A team of scientists has developed a test procedure that significantly increases the prospect of identifying genetic diseases quickly and reliably based on analyses of genes and symptoms.
People with genetic diseases often have to embark on an odyssey from one doctor to the next. Fewer than half of all patients who are suspected of having a genetic disease actually receive a satisfactory diagnosis. Scientists from the Charité – Universitätsmedizin Berlin and the Max Planck Institute for Molecular Genetics have now developed a test procedure that significantly increases the prospect of a diagnosis for affected patients. The procedure is freely available to the relevant medical institutions and can be used with immediate effect.

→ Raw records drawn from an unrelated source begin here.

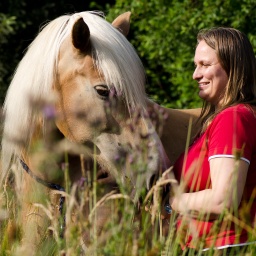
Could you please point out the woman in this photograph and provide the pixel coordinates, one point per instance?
(216, 204)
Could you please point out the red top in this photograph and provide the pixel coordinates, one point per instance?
(232, 133)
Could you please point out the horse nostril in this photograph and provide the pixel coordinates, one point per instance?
(153, 180)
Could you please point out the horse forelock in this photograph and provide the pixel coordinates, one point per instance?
(34, 77)
(116, 59)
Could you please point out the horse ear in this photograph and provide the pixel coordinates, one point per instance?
(81, 35)
(122, 23)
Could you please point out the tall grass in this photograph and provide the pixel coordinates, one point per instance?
(96, 222)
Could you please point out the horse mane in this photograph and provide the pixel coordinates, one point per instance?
(34, 77)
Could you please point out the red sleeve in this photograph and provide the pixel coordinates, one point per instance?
(232, 133)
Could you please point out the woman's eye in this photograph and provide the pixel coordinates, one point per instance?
(102, 90)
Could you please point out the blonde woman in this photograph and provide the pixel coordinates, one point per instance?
(216, 205)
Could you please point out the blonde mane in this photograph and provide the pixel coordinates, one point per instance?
(34, 78)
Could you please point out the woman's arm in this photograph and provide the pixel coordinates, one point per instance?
(228, 178)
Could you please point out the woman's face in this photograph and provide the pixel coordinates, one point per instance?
(211, 77)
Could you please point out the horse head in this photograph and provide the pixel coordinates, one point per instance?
(97, 80)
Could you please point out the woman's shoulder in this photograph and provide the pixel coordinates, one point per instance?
(240, 110)
(241, 113)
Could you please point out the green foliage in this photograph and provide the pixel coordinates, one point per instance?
(164, 34)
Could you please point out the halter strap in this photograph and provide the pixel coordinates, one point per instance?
(53, 187)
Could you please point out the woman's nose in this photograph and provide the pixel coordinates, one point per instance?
(197, 74)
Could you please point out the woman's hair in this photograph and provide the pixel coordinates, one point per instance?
(235, 54)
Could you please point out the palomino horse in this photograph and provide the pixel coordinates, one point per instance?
(82, 79)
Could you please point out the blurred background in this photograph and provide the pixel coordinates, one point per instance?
(162, 31)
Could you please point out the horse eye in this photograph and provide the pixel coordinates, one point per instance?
(102, 90)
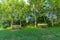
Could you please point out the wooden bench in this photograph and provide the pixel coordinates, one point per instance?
(42, 25)
(16, 27)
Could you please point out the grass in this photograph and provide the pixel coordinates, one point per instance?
(31, 34)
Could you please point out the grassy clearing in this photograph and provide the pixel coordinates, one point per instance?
(31, 34)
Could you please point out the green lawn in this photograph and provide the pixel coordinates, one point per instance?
(31, 34)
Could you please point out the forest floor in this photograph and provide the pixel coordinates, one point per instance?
(31, 34)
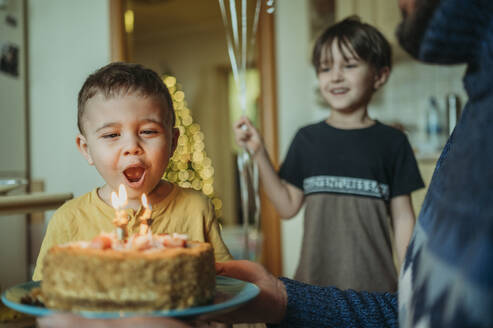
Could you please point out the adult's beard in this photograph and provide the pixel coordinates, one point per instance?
(411, 30)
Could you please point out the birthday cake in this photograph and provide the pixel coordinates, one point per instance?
(144, 273)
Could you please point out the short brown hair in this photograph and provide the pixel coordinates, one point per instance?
(123, 78)
(365, 40)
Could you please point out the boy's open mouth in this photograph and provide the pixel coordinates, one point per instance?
(134, 174)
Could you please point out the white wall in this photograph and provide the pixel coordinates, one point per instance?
(68, 39)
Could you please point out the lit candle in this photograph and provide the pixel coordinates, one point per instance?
(146, 216)
(121, 219)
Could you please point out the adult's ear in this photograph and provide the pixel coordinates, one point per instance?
(381, 77)
(84, 148)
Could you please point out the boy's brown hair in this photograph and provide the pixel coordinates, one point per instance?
(124, 78)
(363, 40)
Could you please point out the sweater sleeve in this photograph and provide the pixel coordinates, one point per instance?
(313, 306)
(456, 31)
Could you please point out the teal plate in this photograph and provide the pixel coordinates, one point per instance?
(230, 294)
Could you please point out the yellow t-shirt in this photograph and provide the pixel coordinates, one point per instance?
(184, 211)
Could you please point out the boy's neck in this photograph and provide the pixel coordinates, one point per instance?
(353, 120)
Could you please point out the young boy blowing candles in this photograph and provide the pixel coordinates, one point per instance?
(350, 170)
(126, 123)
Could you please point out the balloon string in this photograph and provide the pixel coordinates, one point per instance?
(234, 21)
(229, 43)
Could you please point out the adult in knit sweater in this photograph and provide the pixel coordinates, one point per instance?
(447, 277)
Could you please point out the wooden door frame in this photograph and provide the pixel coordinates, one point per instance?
(270, 221)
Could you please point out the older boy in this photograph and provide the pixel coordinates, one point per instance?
(126, 118)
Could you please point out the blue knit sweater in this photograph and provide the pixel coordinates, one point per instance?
(447, 276)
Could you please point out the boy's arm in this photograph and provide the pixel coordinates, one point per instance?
(286, 197)
(403, 219)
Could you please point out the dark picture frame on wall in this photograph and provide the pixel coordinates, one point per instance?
(322, 15)
(9, 59)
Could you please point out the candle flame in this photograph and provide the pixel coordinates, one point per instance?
(122, 195)
(115, 201)
(144, 200)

The first step to the right treatment is an accurate diagnosis – even in untreatable cases, it is invaluable. “At the least, it provides the reassurance that the illness is not self-inflicted,” says Peter Robinson, one of the developers of the PhenIX diagnostic procedure. PhenIX stands for “Phenotypic Interpretation of eXomes”. In the past, only a genetic analysis was carried out for such diseases. However, this is often not enough to accurately detect the illness. The problem with all the tests is that the individual diversity of patients makes a diagnostic analysis difficult – among the millions of genetic deviations from the norm inherent in every single person, the crucial difference must be found.
To solve this problem, the Berlin-based scientists developed an innovative diagnostic procedure. In contrast to previous diagnostic tests, PhenIX combines the analysis of genetic irregularities with the patient’s clinical presentation. In the first step, a specific search is conducted for around 3,000 genes that are known to cause diseases. To find out which ones they are, the scientists systematically search through publicly available databases and create a list of known genetic defects. Once this is complete, several hundred genetic irregularities usually still remain in the patient’s genome as candidates for the cause of the disease.
In the second step, the attending doctor browses the Human Phenotype Ontology (HPO), a database already developed at the Charité, to search for the patient’s symptoms. This also contains a list of genetic defects that could be responsible for the disease. When the doctor then examines the overlap between the two analysis methods, he or she is left with a list of candidates of often no more than 20 possible causes of the illness, including a ranking in order of probability. It is relatively easy to go through this list and test it.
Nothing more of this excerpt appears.